The British public, sick of being trapped in the longest economic downturn for a century and dizzy from the constant euro bickering, is waiting for the Prime Minister or European leaders in Brussels to swoop in, Superman-style, and “fix” the problems. Consider how many times you hear someone say: “What should the Government do?”
Sorry folks, it’s not going to happen. Waiting for our politicians to kick-start growth, to create jobs, to stem the euro rupture is like waiting for Greece to announce that it has paid off its debt. The game is up. Government has been found wanting in its role as leader of our financial assets and of civic society.
Trust the people instead.
Youth unemployment? Eminently solvable. There are 4.8 million small and medium-sized enterprises (SMEs) in the country and one million young people out of work: that means that only 20 per cent of SMEs need to hire one of these young people to fix that “problem”. Can we not come up with an incentive of lower tax or local award or benefit to encourage 20 per cent of the most durable firms in the country to take on a young person? People in their twenties are digital natives and therefore have a natural advantage in business. They instinctively understand the future because of how they engage with the world through their smartphones, social networks and digital games.
These SMEs subsidise big business today. Yes, you read that correctly: SMEs fund the big boys. SMEs are forced to pay on time. Routinely big business will give its suppliers 90 to 120-day payment terms. And it was reported earlier this year that Vodafone and Goldman Sachs did “special deals” with HMRC to reduce their tax. No SME can do that.
They pay tax where they operate; they can’t “arrange” their affairs to lower tax or channel it through another jurisdiction.

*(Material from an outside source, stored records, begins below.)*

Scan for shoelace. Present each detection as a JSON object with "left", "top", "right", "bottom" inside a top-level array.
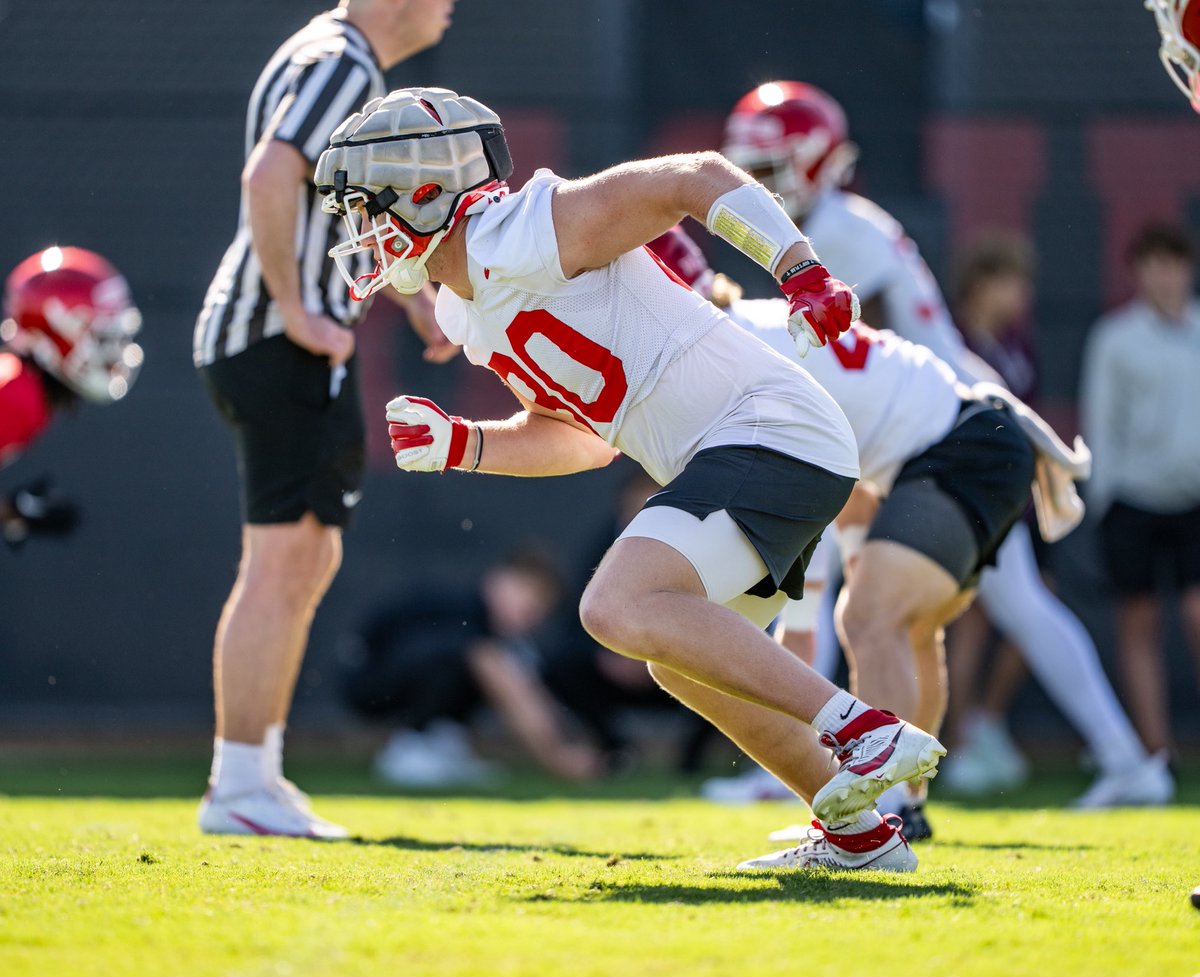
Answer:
[{"left": 817, "top": 731, "right": 863, "bottom": 763}]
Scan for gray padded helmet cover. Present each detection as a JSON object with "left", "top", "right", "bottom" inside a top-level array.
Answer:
[{"left": 314, "top": 88, "right": 509, "bottom": 234}]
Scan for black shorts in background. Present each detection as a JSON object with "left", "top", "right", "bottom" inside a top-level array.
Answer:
[
  {"left": 1100, "top": 502, "right": 1200, "bottom": 597},
  {"left": 199, "top": 336, "right": 366, "bottom": 527},
  {"left": 868, "top": 401, "right": 1036, "bottom": 588}
]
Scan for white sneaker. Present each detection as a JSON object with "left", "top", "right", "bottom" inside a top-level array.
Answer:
[
  {"left": 738, "top": 815, "right": 917, "bottom": 871},
  {"left": 700, "top": 766, "right": 800, "bottom": 804},
  {"left": 812, "top": 709, "right": 946, "bottom": 823},
  {"left": 938, "top": 715, "right": 1030, "bottom": 797},
  {"left": 1070, "top": 753, "right": 1175, "bottom": 810},
  {"left": 196, "top": 787, "right": 350, "bottom": 839},
  {"left": 373, "top": 723, "right": 498, "bottom": 787}
]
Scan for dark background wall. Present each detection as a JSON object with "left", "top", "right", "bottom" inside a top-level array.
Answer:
[{"left": 0, "top": 0, "right": 1200, "bottom": 744}]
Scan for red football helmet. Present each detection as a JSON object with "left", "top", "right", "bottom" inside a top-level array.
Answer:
[
  {"left": 0, "top": 247, "right": 143, "bottom": 403},
  {"left": 646, "top": 224, "right": 713, "bottom": 299},
  {"left": 721, "top": 82, "right": 858, "bottom": 220},
  {"left": 1146, "top": 0, "right": 1200, "bottom": 112}
]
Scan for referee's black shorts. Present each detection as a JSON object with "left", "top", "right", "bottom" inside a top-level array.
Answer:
[{"left": 200, "top": 336, "right": 366, "bottom": 527}]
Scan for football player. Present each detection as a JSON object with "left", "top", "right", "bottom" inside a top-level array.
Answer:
[
  {"left": 0, "top": 246, "right": 143, "bottom": 545},
  {"left": 722, "top": 82, "right": 1174, "bottom": 807},
  {"left": 1146, "top": 0, "right": 1200, "bottom": 112},
  {"left": 317, "top": 89, "right": 944, "bottom": 869},
  {"left": 650, "top": 229, "right": 1090, "bottom": 869}
]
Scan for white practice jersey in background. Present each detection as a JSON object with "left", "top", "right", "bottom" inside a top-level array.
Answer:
[
  {"left": 728, "top": 299, "right": 961, "bottom": 493},
  {"left": 804, "top": 190, "right": 973, "bottom": 379},
  {"left": 437, "top": 170, "right": 858, "bottom": 485}
]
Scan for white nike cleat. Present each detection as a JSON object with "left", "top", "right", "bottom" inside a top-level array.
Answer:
[
  {"left": 1070, "top": 753, "right": 1175, "bottom": 810},
  {"left": 738, "top": 815, "right": 917, "bottom": 871},
  {"left": 196, "top": 787, "right": 350, "bottom": 839},
  {"left": 812, "top": 709, "right": 946, "bottom": 823}
]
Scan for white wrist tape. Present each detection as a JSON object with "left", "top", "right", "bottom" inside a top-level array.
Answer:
[{"left": 704, "top": 184, "right": 808, "bottom": 274}]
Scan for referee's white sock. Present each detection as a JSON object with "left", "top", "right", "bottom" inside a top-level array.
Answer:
[{"left": 209, "top": 736, "right": 270, "bottom": 797}]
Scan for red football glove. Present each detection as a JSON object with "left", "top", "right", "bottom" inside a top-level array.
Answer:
[
  {"left": 388, "top": 397, "right": 470, "bottom": 472},
  {"left": 780, "top": 264, "right": 858, "bottom": 356}
]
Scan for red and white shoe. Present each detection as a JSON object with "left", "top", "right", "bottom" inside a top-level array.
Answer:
[
  {"left": 812, "top": 709, "right": 946, "bottom": 823},
  {"left": 738, "top": 814, "right": 917, "bottom": 871},
  {"left": 196, "top": 786, "right": 350, "bottom": 839}
]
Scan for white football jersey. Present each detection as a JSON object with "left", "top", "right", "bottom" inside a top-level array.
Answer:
[
  {"left": 804, "top": 190, "right": 966, "bottom": 371},
  {"left": 437, "top": 169, "right": 858, "bottom": 485},
  {"left": 728, "top": 299, "right": 961, "bottom": 493}
]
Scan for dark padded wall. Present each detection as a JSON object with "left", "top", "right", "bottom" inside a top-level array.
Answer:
[{"left": 0, "top": 0, "right": 1200, "bottom": 726}]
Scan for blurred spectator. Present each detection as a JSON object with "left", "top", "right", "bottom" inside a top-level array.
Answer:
[
  {"left": 344, "top": 547, "right": 605, "bottom": 787},
  {"left": 942, "top": 232, "right": 1039, "bottom": 795},
  {"left": 1082, "top": 224, "right": 1200, "bottom": 750},
  {"left": 0, "top": 246, "right": 142, "bottom": 546}
]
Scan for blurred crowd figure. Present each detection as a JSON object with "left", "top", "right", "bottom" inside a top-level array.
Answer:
[
  {"left": 941, "top": 230, "right": 1039, "bottom": 795},
  {"left": 341, "top": 464, "right": 700, "bottom": 789},
  {"left": 1081, "top": 223, "right": 1200, "bottom": 751},
  {"left": 343, "top": 546, "right": 605, "bottom": 787}
]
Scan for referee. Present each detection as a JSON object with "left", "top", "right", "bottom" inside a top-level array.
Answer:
[{"left": 193, "top": 0, "right": 456, "bottom": 838}]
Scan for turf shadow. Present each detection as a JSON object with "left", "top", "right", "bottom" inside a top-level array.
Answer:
[
  {"left": 934, "top": 839, "right": 1096, "bottom": 851},
  {"left": 527, "top": 871, "right": 976, "bottom": 906},
  {"left": 342, "top": 834, "right": 683, "bottom": 862}
]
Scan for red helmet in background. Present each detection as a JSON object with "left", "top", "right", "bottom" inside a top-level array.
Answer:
[
  {"left": 0, "top": 247, "right": 143, "bottom": 403},
  {"left": 646, "top": 224, "right": 713, "bottom": 299},
  {"left": 1146, "top": 0, "right": 1200, "bottom": 112},
  {"left": 721, "top": 82, "right": 858, "bottom": 220}
]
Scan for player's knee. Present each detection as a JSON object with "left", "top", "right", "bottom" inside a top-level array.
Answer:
[{"left": 580, "top": 582, "right": 637, "bottom": 655}]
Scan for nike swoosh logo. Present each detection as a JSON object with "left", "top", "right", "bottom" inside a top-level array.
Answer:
[{"left": 846, "top": 727, "right": 904, "bottom": 777}]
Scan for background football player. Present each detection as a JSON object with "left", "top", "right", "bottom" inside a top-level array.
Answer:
[
  {"left": 1146, "top": 0, "right": 1200, "bottom": 112},
  {"left": 721, "top": 82, "right": 1174, "bottom": 807},
  {"left": 0, "top": 246, "right": 143, "bottom": 545}
]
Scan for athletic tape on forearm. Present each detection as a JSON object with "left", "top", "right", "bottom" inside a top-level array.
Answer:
[{"left": 704, "top": 184, "right": 808, "bottom": 274}]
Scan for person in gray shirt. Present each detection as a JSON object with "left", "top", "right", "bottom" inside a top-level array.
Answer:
[{"left": 1082, "top": 224, "right": 1200, "bottom": 753}]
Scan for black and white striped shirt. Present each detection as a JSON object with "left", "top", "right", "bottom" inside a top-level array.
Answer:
[{"left": 192, "top": 8, "right": 386, "bottom": 366}]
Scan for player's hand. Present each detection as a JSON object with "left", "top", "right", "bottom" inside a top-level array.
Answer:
[
  {"left": 283, "top": 310, "right": 354, "bottom": 366},
  {"left": 388, "top": 397, "right": 470, "bottom": 472},
  {"left": 779, "top": 264, "right": 859, "bottom": 356}
]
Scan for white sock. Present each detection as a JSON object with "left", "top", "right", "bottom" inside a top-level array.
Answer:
[
  {"left": 811, "top": 689, "right": 870, "bottom": 733},
  {"left": 821, "top": 808, "right": 883, "bottom": 834},
  {"left": 263, "top": 723, "right": 284, "bottom": 784},
  {"left": 210, "top": 737, "right": 268, "bottom": 797},
  {"left": 979, "top": 522, "right": 1146, "bottom": 772}
]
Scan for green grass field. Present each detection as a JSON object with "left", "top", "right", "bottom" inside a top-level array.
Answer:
[{"left": 0, "top": 757, "right": 1200, "bottom": 977}]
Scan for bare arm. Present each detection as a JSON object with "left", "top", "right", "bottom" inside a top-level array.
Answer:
[
  {"left": 463, "top": 388, "right": 618, "bottom": 475},
  {"left": 553, "top": 152, "right": 815, "bottom": 278},
  {"left": 241, "top": 139, "right": 354, "bottom": 365}
]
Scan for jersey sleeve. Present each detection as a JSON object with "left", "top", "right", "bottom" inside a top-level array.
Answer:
[
  {"left": 467, "top": 169, "right": 568, "bottom": 294},
  {"left": 264, "top": 55, "right": 371, "bottom": 163}
]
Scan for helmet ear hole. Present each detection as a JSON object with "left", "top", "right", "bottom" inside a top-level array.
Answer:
[{"left": 412, "top": 184, "right": 442, "bottom": 206}]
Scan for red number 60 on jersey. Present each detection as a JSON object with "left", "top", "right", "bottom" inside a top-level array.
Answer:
[{"left": 487, "top": 308, "right": 629, "bottom": 431}]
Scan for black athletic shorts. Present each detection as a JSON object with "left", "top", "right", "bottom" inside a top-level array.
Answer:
[
  {"left": 868, "top": 400, "right": 1036, "bottom": 588},
  {"left": 1100, "top": 502, "right": 1200, "bottom": 597},
  {"left": 646, "top": 445, "right": 854, "bottom": 600},
  {"left": 200, "top": 336, "right": 366, "bottom": 527}
]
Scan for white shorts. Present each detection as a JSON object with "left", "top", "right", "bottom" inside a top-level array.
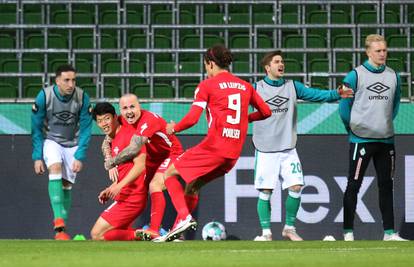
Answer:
[
  {"left": 254, "top": 148, "right": 305, "bottom": 190},
  {"left": 43, "top": 139, "right": 78, "bottom": 184}
]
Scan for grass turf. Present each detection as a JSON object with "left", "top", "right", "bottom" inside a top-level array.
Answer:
[{"left": 0, "top": 240, "right": 414, "bottom": 267}]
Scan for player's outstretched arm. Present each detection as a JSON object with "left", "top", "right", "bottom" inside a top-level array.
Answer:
[
  {"left": 105, "top": 135, "right": 148, "bottom": 170},
  {"left": 101, "top": 135, "right": 112, "bottom": 159},
  {"left": 249, "top": 90, "right": 272, "bottom": 122},
  {"left": 170, "top": 104, "right": 204, "bottom": 134},
  {"left": 107, "top": 153, "right": 146, "bottom": 199}
]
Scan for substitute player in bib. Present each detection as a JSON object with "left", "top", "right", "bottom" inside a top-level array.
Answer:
[
  {"left": 339, "top": 34, "right": 406, "bottom": 241},
  {"left": 103, "top": 94, "right": 187, "bottom": 241},
  {"left": 91, "top": 102, "right": 148, "bottom": 241},
  {"left": 31, "top": 65, "right": 92, "bottom": 240},
  {"left": 253, "top": 51, "right": 353, "bottom": 241},
  {"left": 159, "top": 45, "right": 271, "bottom": 241}
]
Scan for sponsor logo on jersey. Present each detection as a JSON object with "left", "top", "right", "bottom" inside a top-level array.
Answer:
[
  {"left": 266, "top": 95, "right": 289, "bottom": 113},
  {"left": 53, "top": 111, "right": 76, "bottom": 121},
  {"left": 367, "top": 82, "right": 390, "bottom": 100},
  {"left": 222, "top": 128, "right": 240, "bottom": 139}
]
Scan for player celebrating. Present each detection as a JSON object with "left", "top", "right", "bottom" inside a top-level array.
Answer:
[
  {"left": 91, "top": 102, "right": 147, "bottom": 241},
  {"left": 103, "top": 94, "right": 188, "bottom": 241},
  {"left": 159, "top": 45, "right": 271, "bottom": 241},
  {"left": 31, "top": 65, "right": 92, "bottom": 240},
  {"left": 253, "top": 51, "right": 353, "bottom": 241}
]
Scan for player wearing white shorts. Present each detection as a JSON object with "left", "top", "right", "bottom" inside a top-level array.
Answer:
[
  {"left": 253, "top": 51, "right": 352, "bottom": 241},
  {"left": 31, "top": 65, "right": 92, "bottom": 240}
]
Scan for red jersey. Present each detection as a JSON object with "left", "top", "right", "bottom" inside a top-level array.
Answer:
[
  {"left": 111, "top": 125, "right": 147, "bottom": 202},
  {"left": 122, "top": 110, "right": 183, "bottom": 161},
  {"left": 174, "top": 71, "right": 271, "bottom": 159}
]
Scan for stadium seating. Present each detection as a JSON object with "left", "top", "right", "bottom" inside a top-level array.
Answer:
[
  {"left": 0, "top": 83, "right": 18, "bottom": 98},
  {"left": 0, "top": 34, "right": 15, "bottom": 49},
  {"left": 24, "top": 83, "right": 42, "bottom": 98},
  {"left": 25, "top": 33, "right": 68, "bottom": 49},
  {"left": 130, "top": 83, "right": 174, "bottom": 98},
  {"left": 50, "top": 10, "right": 95, "bottom": 24},
  {"left": 100, "top": 10, "right": 142, "bottom": 25},
  {"left": 180, "top": 83, "right": 198, "bottom": 98}
]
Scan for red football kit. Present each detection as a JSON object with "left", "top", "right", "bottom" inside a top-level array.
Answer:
[
  {"left": 174, "top": 71, "right": 271, "bottom": 183},
  {"left": 122, "top": 110, "right": 183, "bottom": 179},
  {"left": 101, "top": 125, "right": 148, "bottom": 229}
]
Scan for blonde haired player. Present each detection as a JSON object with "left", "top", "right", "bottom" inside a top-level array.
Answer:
[{"left": 339, "top": 34, "right": 406, "bottom": 241}]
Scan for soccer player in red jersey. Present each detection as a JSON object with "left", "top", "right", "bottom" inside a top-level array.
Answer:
[
  {"left": 158, "top": 45, "right": 271, "bottom": 241},
  {"left": 103, "top": 94, "right": 189, "bottom": 241},
  {"left": 91, "top": 102, "right": 149, "bottom": 241}
]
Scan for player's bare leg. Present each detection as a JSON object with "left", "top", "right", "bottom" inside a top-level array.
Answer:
[
  {"left": 48, "top": 162, "right": 70, "bottom": 240},
  {"left": 254, "top": 189, "right": 273, "bottom": 241},
  {"left": 282, "top": 185, "right": 303, "bottom": 241}
]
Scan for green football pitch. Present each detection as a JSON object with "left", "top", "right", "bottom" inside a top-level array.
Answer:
[{"left": 0, "top": 240, "right": 414, "bottom": 267}]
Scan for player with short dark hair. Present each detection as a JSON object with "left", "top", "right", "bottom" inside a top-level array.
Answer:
[
  {"left": 31, "top": 65, "right": 92, "bottom": 240},
  {"left": 253, "top": 50, "right": 352, "bottom": 241},
  {"left": 158, "top": 45, "right": 271, "bottom": 241},
  {"left": 91, "top": 102, "right": 147, "bottom": 241}
]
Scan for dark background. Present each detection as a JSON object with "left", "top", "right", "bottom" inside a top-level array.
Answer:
[{"left": 0, "top": 135, "right": 414, "bottom": 240}]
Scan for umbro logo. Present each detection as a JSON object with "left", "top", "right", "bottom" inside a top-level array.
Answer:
[
  {"left": 266, "top": 95, "right": 289, "bottom": 107},
  {"left": 53, "top": 111, "right": 75, "bottom": 122},
  {"left": 367, "top": 82, "right": 390, "bottom": 94}
]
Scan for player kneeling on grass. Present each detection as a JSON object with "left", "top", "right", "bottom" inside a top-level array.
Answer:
[{"left": 91, "top": 102, "right": 149, "bottom": 241}]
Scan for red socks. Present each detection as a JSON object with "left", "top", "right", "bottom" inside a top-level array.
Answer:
[
  {"left": 165, "top": 176, "right": 190, "bottom": 219},
  {"left": 171, "top": 195, "right": 198, "bottom": 229},
  {"left": 150, "top": 192, "right": 165, "bottom": 233},
  {"left": 184, "top": 195, "right": 198, "bottom": 213}
]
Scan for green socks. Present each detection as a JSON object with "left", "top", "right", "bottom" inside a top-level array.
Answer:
[
  {"left": 257, "top": 192, "right": 272, "bottom": 229},
  {"left": 285, "top": 191, "right": 300, "bottom": 226},
  {"left": 62, "top": 188, "right": 72, "bottom": 223},
  {"left": 48, "top": 179, "right": 63, "bottom": 219}
]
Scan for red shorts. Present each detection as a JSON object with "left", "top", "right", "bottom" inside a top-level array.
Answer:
[
  {"left": 101, "top": 198, "right": 147, "bottom": 229},
  {"left": 145, "top": 159, "right": 164, "bottom": 181},
  {"left": 174, "top": 146, "right": 237, "bottom": 186},
  {"left": 145, "top": 157, "right": 176, "bottom": 179}
]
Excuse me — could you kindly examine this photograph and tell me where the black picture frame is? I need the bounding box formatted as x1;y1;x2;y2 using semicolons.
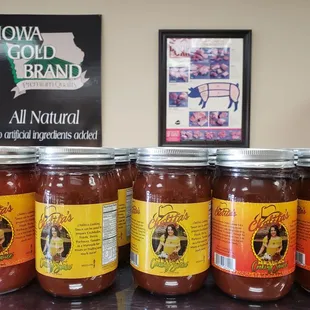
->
158;29;252;148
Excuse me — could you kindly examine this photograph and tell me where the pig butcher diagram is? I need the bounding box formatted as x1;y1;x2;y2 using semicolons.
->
188;82;240;111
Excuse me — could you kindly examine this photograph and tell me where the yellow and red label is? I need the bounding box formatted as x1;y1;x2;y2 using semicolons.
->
130;200;211;277
0;193;35;268
35;201;117;279
212;198;297;278
117;187;132;246
296;199;310;270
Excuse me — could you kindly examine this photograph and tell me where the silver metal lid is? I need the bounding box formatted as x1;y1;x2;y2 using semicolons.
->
39;147;115;166
216;148;294;169
114;148;130;163
129;148;138;160
0;146;37;165
297;149;310;167
137;147;208;167
208;147;218;166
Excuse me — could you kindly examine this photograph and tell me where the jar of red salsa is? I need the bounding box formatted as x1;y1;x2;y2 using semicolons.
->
130;148;211;295
212;149;297;301
296;149;310;292
115;148;132;263
35;147;117;297
0;146;36;294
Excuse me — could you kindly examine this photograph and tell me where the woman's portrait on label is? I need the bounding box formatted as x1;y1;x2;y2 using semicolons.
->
41;225;71;262
253;225;288;262
152;224;187;261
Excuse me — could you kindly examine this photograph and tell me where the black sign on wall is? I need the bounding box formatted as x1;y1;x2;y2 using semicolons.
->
0;15;102;146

Why aren’t UK plcs — which are sitting on £64 billion of excess working capital — being given the incentive to invest in the country’s SMEs? Why aren’t there more innovative partnerships, such as British Gas and AlertMe, Visa and Monitise, or Yell and TrustedPlaces? If the “Goliaths” don’t embrace the “Davids”, they will be run over by them and then slowly drift into insignificance. Just look at what happened to Polaroid, a pioneer of photography, which had two near-death experiences over the past decade because it failed to embrace digital.
Or Kodak, the 133-year-old inventor of the hand-held camera, which struggled to keep up with competitors who were quicker to adapt to the digital era, and filed for bankruptcy protection earlier this year. How different things could have been if either company had beaten Facebook to the punch and invited Instagram, a social photo-sharing application with huge momentum, to hop on its back. Instagram was in the same markets as Kodak and Polaroid, and yet there wasn’t any dialogue, much less a partnership. One of the chief assets that large businesses have is their distribution, and yet many don’t leverage that asset for the young digital businesses coming through who need precisely that: reach and scale.
As I argue in my new book, Welcome to Entrepreneur Country, David and Goliath must dance. The establishment and the challengers need each other to catapult new technologies into the heart of existing industry. That is how high-growth business will re-emerge to drive the economic engine.
Society is undergoing a structural change akin to the shift from horses to cars. Entrepreneurs are building the cars, but they need the corporate highways to gain speed. Those who get to the other side first are the winners. Throughout history, those who embrace change reap the benefits.